Nigeria Has Received Shipments Of The Experimental Anti Ebola ZMapp Drug As Ebola Drug Supply Is Exhausted


An airport security staff searches a passenger at the Murtala Muhammed International Lagos 

The Ebola drug given to two Americans and a Spanish priest has been sent to the  West African countries  that requested it, and the supply of the medicine is now exhausted, its manufacturer said.

Bloom Berg  reports that Mapp Biopharmaceutical Inc., based in San Diego, said it was told by U.S. health officials that the countries, including Nigeria and Liberia, had requested the drug, called ZMapp. 

The company said it has complied with every request for the drug that was authorized by legal and regulatory authorities. 

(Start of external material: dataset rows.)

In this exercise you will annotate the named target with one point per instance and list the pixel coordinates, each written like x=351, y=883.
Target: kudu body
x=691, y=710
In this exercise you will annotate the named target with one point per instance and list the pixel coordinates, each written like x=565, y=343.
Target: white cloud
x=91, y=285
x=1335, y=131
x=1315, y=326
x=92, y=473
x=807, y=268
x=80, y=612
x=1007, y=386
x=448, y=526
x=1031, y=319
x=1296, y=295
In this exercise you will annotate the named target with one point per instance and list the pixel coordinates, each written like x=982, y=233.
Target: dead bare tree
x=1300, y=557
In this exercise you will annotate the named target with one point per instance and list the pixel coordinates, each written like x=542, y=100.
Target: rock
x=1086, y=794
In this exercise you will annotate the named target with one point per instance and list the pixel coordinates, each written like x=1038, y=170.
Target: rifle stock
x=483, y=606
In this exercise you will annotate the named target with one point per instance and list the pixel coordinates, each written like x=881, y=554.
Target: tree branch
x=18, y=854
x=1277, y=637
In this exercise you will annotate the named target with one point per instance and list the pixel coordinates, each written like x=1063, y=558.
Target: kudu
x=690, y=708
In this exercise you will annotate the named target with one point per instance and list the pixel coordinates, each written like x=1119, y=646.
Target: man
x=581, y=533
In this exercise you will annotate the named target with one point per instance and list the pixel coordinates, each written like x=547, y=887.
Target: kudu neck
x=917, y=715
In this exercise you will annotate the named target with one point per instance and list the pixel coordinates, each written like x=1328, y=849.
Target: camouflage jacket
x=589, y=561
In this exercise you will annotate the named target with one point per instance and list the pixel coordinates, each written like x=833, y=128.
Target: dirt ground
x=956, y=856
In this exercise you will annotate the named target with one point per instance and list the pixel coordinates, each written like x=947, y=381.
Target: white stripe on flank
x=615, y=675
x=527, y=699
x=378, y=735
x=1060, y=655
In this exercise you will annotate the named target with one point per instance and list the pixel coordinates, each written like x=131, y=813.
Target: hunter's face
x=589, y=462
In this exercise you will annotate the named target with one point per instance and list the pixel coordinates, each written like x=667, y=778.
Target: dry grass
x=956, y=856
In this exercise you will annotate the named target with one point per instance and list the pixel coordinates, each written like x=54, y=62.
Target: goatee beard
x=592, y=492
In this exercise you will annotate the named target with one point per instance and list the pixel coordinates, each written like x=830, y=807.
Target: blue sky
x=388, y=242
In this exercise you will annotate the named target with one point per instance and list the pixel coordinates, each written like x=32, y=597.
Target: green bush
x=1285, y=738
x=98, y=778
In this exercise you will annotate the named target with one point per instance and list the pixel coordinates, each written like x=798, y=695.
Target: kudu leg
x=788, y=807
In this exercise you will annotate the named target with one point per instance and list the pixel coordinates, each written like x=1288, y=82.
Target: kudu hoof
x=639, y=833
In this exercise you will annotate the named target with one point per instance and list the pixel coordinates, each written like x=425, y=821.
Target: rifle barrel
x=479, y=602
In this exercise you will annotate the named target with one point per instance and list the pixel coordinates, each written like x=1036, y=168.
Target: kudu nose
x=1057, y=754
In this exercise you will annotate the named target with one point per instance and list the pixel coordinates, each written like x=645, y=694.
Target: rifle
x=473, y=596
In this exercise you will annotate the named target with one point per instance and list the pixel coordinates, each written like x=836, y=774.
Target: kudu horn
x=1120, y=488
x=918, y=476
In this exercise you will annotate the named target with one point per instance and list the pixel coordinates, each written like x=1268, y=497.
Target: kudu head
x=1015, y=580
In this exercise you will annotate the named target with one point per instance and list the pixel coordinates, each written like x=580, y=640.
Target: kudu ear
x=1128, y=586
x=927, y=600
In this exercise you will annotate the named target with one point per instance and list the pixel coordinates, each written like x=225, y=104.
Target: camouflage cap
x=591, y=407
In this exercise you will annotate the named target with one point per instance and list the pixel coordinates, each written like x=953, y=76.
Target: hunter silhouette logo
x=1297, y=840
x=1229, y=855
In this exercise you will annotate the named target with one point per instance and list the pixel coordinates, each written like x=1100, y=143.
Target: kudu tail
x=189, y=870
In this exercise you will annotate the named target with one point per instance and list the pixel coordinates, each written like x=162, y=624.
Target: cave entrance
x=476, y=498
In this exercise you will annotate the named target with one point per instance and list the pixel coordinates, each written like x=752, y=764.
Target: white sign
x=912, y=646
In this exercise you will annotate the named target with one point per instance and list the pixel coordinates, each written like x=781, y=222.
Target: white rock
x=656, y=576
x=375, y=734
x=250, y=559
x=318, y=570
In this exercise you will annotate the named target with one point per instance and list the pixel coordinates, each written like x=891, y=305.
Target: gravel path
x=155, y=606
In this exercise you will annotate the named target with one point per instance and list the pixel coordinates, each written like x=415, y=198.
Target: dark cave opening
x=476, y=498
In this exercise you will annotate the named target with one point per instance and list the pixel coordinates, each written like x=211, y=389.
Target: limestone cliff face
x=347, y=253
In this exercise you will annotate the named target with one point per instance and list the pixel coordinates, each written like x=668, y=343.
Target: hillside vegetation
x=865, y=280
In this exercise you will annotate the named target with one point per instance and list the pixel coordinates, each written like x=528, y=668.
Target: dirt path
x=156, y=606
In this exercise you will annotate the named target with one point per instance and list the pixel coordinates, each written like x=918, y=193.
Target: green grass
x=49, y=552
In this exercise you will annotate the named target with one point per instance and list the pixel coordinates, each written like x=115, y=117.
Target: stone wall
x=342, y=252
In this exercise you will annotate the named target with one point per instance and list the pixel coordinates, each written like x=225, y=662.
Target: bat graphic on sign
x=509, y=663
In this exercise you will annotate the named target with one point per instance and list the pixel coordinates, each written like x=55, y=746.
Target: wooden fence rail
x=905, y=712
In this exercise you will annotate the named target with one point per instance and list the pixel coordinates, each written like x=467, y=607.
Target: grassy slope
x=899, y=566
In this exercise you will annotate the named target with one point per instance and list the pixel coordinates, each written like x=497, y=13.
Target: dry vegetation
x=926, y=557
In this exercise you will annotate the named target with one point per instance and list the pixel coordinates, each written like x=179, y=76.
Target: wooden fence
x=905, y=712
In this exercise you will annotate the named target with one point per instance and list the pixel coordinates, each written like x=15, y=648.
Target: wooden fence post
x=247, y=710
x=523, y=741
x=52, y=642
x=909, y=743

It said it provided the drug at no cost.
“It is our understanding that all patients offered treatment, treated, or expected to be treated were or are highly capable of providing informed consent for the use of an experimental drug not yet evaluated for safety in animals or people,” the company said in a statement yesterday 
The additional patients allocated the drug include medical doctors in two West African countries as well as the Americans and the Spanish priest.
Mapp and its partners, Defyrus Inc. and a subsidiary of Reynolds American Inc., and are working with the U.S. government to quickly increase production, the company said in the statement.
“Additional resources are being brought to bear on scaling up,” the company said. “The emergency use of an experimental medicine is a highly unusual situation.”

Experimental Use

The decision comes as a panel of ethicists convened yesterday  by the World Health Organization weighs the use of experimental drugs that have shown early promise against a disease that’s killed almost 1,000 people this year. The panel is considering whether the drugs, which haven’t been widely tested for safety, should be used in an outbreak where 40 percent of infected people survive and, if so, who should get them from what may be a limited supply.
“This is the first effort to have a long-overdue, transparent, public discussion about how to distribute life-saving medicines in an emergency,” said Arthur Caplan, director of the division of medical ethics at NYU Langone Medical Center, in a telephone interview. “A ton of attention is going to follow this panel.”
The urgency to access the treatments has increased as health officials in the U.S., Canada andHong Kong have isolated and tested travelers with Ebola-like symptoms, before ruling out the disease. Medical experts have said the deadly virus could travel outside of West Africa.